Jacques Bouhga Hagbe (MPCN) et Seta Caxton Ateki (PAL) partagent un destin similaire. Jeune Afrique révèle que tous trois – avec Iyodi – ont pâti d'une « défaillance majeure : l'image et la réputation des leaders des partis qui les ont investis », selon l'analyse d'un observateur aguerri de la scène politique camerounaise.

Bouhga Hagbe a dû affronter Jean Monthé Nkouobité, figure controversée du MPCN, tandis qu'Ateki s'est heurté à Célestin Bedzigui au sein du PAL. Ces querelles internes, loin de les affaiblir définitivement, leur ont paradoxalement permis de se positionner comme des voix nouvelles, débarrassées des compromissions de leurs mentors.

Avec seulement 0,28 % des voix, Pierre Kwemo affiche le score le plus modeste de cette nouvelle génération. Pourtant, Jeune Afrique a appris qu'il ne se décourage nullement et compte miser sur la constance pour s'imposer progressivement dans le paysage politique.

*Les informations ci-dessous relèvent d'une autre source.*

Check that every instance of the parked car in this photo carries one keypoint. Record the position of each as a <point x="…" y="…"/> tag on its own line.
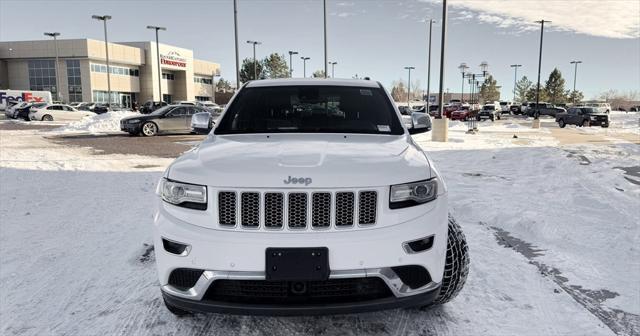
<point x="352" y="187"/>
<point x="167" y="119"/>
<point x="58" y="112"/>
<point x="582" y="116"/>
<point x="490" y="111"/>
<point x="151" y="106"/>
<point x="543" y="109"/>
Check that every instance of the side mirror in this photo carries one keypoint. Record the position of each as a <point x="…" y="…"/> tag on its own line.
<point x="202" y="123"/>
<point x="421" y="122"/>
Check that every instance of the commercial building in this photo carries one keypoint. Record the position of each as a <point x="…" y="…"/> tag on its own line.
<point x="30" y="65"/>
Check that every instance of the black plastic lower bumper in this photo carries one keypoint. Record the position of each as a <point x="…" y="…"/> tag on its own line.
<point x="291" y="310"/>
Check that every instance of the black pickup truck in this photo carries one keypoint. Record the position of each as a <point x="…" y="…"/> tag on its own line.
<point x="582" y="116"/>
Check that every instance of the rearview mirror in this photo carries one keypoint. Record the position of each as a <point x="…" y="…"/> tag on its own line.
<point x="202" y="122"/>
<point x="421" y="122"/>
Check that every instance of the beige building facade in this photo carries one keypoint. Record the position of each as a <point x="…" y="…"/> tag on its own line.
<point x="133" y="68"/>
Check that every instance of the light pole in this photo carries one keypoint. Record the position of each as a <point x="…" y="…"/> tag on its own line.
<point x="409" y="85"/>
<point x="515" y="79"/>
<point x="158" y="60"/>
<point x="255" y="65"/>
<point x="575" y="76"/>
<point x="333" y="64"/>
<point x="104" y="19"/>
<point x="291" y="53"/>
<point x="326" y="59"/>
<point x="304" y="65"/>
<point x="463" y="69"/>
<point x="536" y="112"/>
<point x="429" y="66"/>
<point x="55" y="42"/>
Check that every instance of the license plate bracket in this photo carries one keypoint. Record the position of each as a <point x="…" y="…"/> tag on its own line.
<point x="297" y="263"/>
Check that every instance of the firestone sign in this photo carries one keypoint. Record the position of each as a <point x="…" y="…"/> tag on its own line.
<point x="173" y="58"/>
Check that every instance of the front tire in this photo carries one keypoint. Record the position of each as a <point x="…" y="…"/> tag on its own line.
<point x="149" y="129"/>
<point x="456" y="267"/>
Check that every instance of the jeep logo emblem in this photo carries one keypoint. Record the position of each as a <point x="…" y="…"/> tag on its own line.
<point x="298" y="180"/>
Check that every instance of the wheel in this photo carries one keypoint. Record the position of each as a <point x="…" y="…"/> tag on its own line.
<point x="149" y="129"/>
<point x="456" y="267"/>
<point x="561" y="123"/>
<point x="175" y="310"/>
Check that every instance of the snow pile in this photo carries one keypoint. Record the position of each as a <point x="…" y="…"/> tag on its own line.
<point x="100" y="123"/>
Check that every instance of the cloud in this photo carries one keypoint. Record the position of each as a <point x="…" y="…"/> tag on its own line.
<point x="604" y="18"/>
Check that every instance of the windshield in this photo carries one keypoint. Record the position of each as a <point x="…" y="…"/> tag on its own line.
<point x="310" y="109"/>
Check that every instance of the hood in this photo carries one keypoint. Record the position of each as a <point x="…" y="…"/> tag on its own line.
<point x="321" y="160"/>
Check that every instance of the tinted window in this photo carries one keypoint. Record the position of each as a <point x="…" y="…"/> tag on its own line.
<point x="308" y="109"/>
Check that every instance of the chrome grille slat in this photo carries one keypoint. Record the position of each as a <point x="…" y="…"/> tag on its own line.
<point x="298" y="204"/>
<point x="344" y="208"/>
<point x="367" y="203"/>
<point x="250" y="209"/>
<point x="321" y="209"/>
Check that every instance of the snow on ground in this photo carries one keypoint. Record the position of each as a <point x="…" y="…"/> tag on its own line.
<point x="100" y="123"/>
<point x="552" y="232"/>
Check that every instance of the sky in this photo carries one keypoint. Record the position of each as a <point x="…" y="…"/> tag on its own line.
<point x="369" y="37"/>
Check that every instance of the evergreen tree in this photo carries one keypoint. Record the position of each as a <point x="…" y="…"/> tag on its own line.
<point x="522" y="87"/>
<point x="554" y="87"/>
<point x="275" y="66"/>
<point x="489" y="91"/>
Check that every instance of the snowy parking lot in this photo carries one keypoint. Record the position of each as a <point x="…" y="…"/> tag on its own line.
<point x="551" y="216"/>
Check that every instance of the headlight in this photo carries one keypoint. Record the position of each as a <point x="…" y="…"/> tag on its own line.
<point x="190" y="196"/>
<point x="410" y="194"/>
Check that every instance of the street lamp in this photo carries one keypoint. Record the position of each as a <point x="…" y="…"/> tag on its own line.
<point x="409" y="85"/>
<point x="463" y="69"/>
<point x="158" y="59"/>
<point x="515" y="79"/>
<point x="536" y="112"/>
<point x="104" y="19"/>
<point x="291" y="53"/>
<point x="333" y="64"/>
<point x="575" y="76"/>
<point x="255" y="65"/>
<point x="55" y="42"/>
<point x="304" y="65"/>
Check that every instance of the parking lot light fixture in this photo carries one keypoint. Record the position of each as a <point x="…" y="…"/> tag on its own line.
<point x="575" y="76"/>
<point x="409" y="85"/>
<point x="158" y="59"/>
<point x="304" y="65"/>
<point x="104" y="19"/>
<point x="515" y="78"/>
<point x="255" y="65"/>
<point x="291" y="53"/>
<point x="55" y="42"/>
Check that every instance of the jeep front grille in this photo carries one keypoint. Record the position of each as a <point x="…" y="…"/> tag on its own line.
<point x="299" y="210"/>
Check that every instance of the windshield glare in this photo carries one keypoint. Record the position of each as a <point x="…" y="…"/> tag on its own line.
<point x="310" y="109"/>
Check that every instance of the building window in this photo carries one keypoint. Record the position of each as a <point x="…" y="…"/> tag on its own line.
<point x="74" y="81"/>
<point x="202" y="80"/>
<point x="42" y="75"/>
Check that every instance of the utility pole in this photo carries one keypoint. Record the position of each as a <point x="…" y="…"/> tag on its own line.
<point x="55" y="42"/>
<point x="575" y="76"/>
<point x="304" y="65"/>
<point x="409" y="86"/>
<point x="515" y="79"/>
<point x="255" y="65"/>
<point x="291" y="53"/>
<point x="158" y="60"/>
<point x="104" y="19"/>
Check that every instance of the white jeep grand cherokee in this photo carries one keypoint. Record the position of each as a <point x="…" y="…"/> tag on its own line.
<point x="308" y="197"/>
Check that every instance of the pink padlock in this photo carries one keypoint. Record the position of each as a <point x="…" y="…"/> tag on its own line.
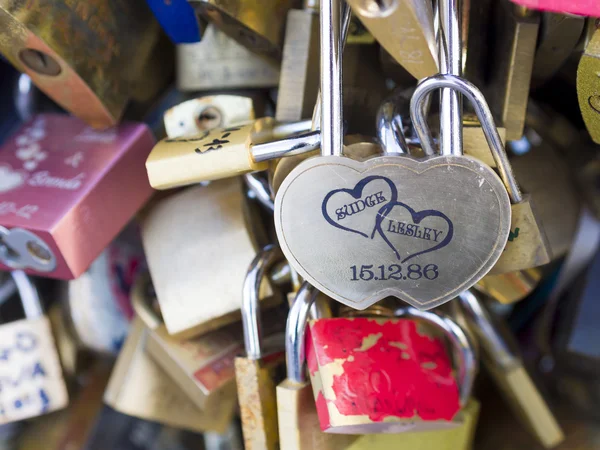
<point x="580" y="7"/>
<point x="66" y="190"/>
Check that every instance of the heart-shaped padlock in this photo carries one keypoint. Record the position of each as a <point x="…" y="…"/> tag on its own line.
<point x="421" y="230"/>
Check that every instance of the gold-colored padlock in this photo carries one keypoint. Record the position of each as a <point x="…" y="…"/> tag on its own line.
<point x="258" y="372"/>
<point x="197" y="247"/>
<point x="91" y="57"/>
<point x="256" y="24"/>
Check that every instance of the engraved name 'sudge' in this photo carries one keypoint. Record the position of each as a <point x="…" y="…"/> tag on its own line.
<point x="360" y="205"/>
<point x="416" y="231"/>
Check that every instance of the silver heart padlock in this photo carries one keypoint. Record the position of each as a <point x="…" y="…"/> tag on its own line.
<point x="421" y="230"/>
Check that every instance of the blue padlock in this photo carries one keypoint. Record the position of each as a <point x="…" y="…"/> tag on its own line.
<point x="178" y="19"/>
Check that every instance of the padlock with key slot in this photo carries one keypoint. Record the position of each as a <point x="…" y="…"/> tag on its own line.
<point x="139" y="387"/>
<point x="87" y="79"/>
<point x="508" y="371"/>
<point x="384" y="376"/>
<point x="405" y="29"/>
<point x="198" y="260"/>
<point x="526" y="244"/>
<point x="588" y="92"/>
<point x="392" y="224"/>
<point x="221" y="153"/>
<point x="260" y="370"/>
<point x="219" y="62"/>
<point x="510" y="71"/>
<point x="58" y="182"/>
<point x="178" y="19"/>
<point x="296" y="412"/>
<point x="258" y="26"/>
<point x="197" y="115"/>
<point x="202" y="366"/>
<point x="577" y="7"/>
<point x="32" y="380"/>
<point x="459" y="438"/>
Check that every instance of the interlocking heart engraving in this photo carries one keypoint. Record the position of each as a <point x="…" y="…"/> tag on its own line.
<point x="421" y="230"/>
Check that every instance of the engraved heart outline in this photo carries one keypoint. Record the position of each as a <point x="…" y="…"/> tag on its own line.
<point x="417" y="217"/>
<point x="316" y="276"/>
<point x="356" y="193"/>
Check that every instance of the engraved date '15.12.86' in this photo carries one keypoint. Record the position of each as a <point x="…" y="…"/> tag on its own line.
<point x="368" y="272"/>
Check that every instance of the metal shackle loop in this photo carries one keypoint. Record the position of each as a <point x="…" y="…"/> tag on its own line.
<point x="250" y="299"/>
<point x="463" y="348"/>
<point x="141" y="303"/>
<point x="477" y="100"/>
<point x="30" y="297"/>
<point x="474" y="312"/>
<point x="295" y="331"/>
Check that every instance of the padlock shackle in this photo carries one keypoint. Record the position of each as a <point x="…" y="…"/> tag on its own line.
<point x="463" y="348"/>
<point x="259" y="268"/>
<point x="480" y="321"/>
<point x="30" y="297"/>
<point x="295" y="331"/>
<point x="477" y="100"/>
<point x="141" y="304"/>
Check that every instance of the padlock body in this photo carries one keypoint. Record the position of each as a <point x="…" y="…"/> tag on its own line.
<point x="219" y="62"/>
<point x="69" y="189"/>
<point x="139" y="387"/>
<point x="87" y="46"/>
<point x="31" y="377"/>
<point x="373" y="376"/>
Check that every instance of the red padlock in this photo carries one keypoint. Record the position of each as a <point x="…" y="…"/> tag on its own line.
<point x="66" y="190"/>
<point x="388" y="375"/>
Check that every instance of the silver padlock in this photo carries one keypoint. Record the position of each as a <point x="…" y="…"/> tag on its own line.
<point x="31" y="379"/>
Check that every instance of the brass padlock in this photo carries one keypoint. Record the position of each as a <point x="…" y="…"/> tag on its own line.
<point x="259" y="372"/>
<point x="198" y="259"/>
<point x="32" y="382"/>
<point x="508" y="371"/>
<point x="219" y="62"/>
<point x="372" y="376"/>
<point x="194" y="116"/>
<point x="257" y="25"/>
<point x="202" y="366"/>
<point x="139" y="387"/>
<point x="76" y="53"/>
<point x="296" y="412"/>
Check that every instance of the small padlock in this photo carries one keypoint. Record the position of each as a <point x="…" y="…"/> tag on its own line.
<point x="219" y="153"/>
<point x="197" y="115"/>
<point x="532" y="249"/>
<point x="405" y="29"/>
<point x="198" y="259"/>
<point x="510" y="73"/>
<point x="374" y="376"/>
<point x="138" y="387"/>
<point x="201" y="366"/>
<point x="178" y="19"/>
<point x="260" y="371"/>
<point x="509" y="372"/>
<point x="577" y="7"/>
<point x="58" y="181"/>
<point x="257" y="26"/>
<point x="296" y="412"/>
<point x="219" y="62"/>
<point x="32" y="380"/>
<point x="75" y="52"/>
<point x="459" y="438"/>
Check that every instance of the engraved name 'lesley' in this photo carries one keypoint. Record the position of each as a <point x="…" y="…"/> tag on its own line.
<point x="416" y="231"/>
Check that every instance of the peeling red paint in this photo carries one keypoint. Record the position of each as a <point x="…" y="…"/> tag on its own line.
<point x="387" y="379"/>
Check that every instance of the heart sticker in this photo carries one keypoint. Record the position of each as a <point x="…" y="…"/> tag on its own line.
<point x="355" y="210"/>
<point x="420" y="230"/>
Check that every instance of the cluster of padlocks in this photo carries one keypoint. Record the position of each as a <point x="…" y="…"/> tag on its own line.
<point x="285" y="224"/>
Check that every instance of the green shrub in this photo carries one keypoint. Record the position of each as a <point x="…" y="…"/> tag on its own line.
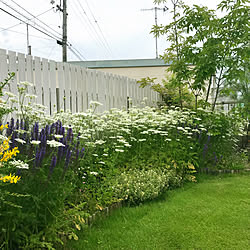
<point x="136" y="186"/>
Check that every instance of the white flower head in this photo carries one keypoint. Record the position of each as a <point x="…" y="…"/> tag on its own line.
<point x="35" y="142"/>
<point x="19" y="164"/>
<point x="9" y="94"/>
<point x="26" y="84"/>
<point x="119" y="150"/>
<point x="20" y="140"/>
<point x="94" y="173"/>
<point x="55" y="144"/>
<point x="58" y="136"/>
<point x="95" y="103"/>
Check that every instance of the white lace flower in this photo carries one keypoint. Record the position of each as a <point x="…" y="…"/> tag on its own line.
<point x="58" y="136"/>
<point x="19" y="164"/>
<point x="55" y="144"/>
<point x="20" y="140"/>
<point x="35" y="142"/>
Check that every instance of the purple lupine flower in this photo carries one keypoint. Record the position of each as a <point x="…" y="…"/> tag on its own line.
<point x="205" y="149"/>
<point x="208" y="138"/>
<point x="52" y="165"/>
<point x="17" y="124"/>
<point x="68" y="156"/>
<point x="69" y="135"/>
<point x="52" y="128"/>
<point x="26" y="125"/>
<point x="60" y="153"/>
<point x="62" y="131"/>
<point x="200" y="135"/>
<point x="22" y="124"/>
<point x="77" y="154"/>
<point x="47" y="130"/>
<point x="43" y="138"/>
<point x="42" y="154"/>
<point x="35" y="133"/>
<point x="37" y="158"/>
<point x="18" y="173"/>
<point x="13" y="142"/>
<point x="215" y="159"/>
<point x="82" y="152"/>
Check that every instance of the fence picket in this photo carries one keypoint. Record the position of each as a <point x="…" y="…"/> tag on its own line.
<point x="70" y="87"/>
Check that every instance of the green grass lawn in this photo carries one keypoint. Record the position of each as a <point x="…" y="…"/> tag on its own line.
<point x="211" y="214"/>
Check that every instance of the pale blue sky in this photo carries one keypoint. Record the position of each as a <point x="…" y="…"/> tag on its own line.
<point x="121" y="31"/>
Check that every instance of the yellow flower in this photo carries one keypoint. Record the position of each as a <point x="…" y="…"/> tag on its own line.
<point x="3" y="126"/>
<point x="10" y="178"/>
<point x="9" y="153"/>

« La visibilité acquise lors d'une présidentielle est inestimable, même avec un score faible, explique un de ses proches. Cela ouvre des portes, permet de rencontrer des financeurs potentiels et de structurer une organisation politique. Dans cinq ans, personne ne se souviendra des pourcentages, mais tout le monde se rappellera qui était candidat. »

Cette stratégie de long terme s'inscrit dans une lecture lucide du système politique camerounais, où la longévité et la persévérance comptent souvent plus que les performances ponctuelles.

Pour tous ces nouveaux venus, les prochaines élections locales constitueront le véritable test de leur capacité à transformer l'essai. Contrairement aux figures établies de l'opposition – Libii, Osih, Matomba – qui risquent de perdre leurs sièges de députés ou de conseillers, ces candidats n'ont rien à perdre et tout à construire.
Les révélations de Jeune Afrique montrent que plusieurs d'entre eux travaillent déjà à nouer des alliances locales, loin des projecteurs médiatiques, pour s'implanter dans des circonscriptions stratégiques. L'objectif est clair : obtenir des élus locaux qui constitueront la base d'une montée en puissance progressive vers les scrutins nationaux.

Au-delà des parcours individuels, l'émergence de ces nouveaux visages traduit une recomposition profonde de l'opposition camerounaise. Face à l'usure des figures historiques et à la répression qui frappe les contestataires radicaux comme Tchiroma Bakary, cette nouvelle génération mise sur une approche différente : la patience, l'enracinement local et la construction méthodique d'une alternative.

« Le système Biya a montré ses limites lors de cette élection, avec son pire score depuis 1992, rappelle l'analyste Moussa Njoya dans les colonnes de Jeune Afrique. Ces jeunes candidats l'ont compris : le changement viendra, mais il faudra être prêt le moment venu. »

En attendant ce moment, Patricia Tomaïno Ndam Njoya, Samuel Hiram Iyodi, Pierre Kwemo et les autres continuent leur travail de fourmi, loin des caméras, pour préparer l'après-Biya. Une stratégie de long terme qui pourrait s'avérer payante dans un pays où la jeunesse représente plus de 60 % de la population et où l'aspiration au changement ne cesse de croître.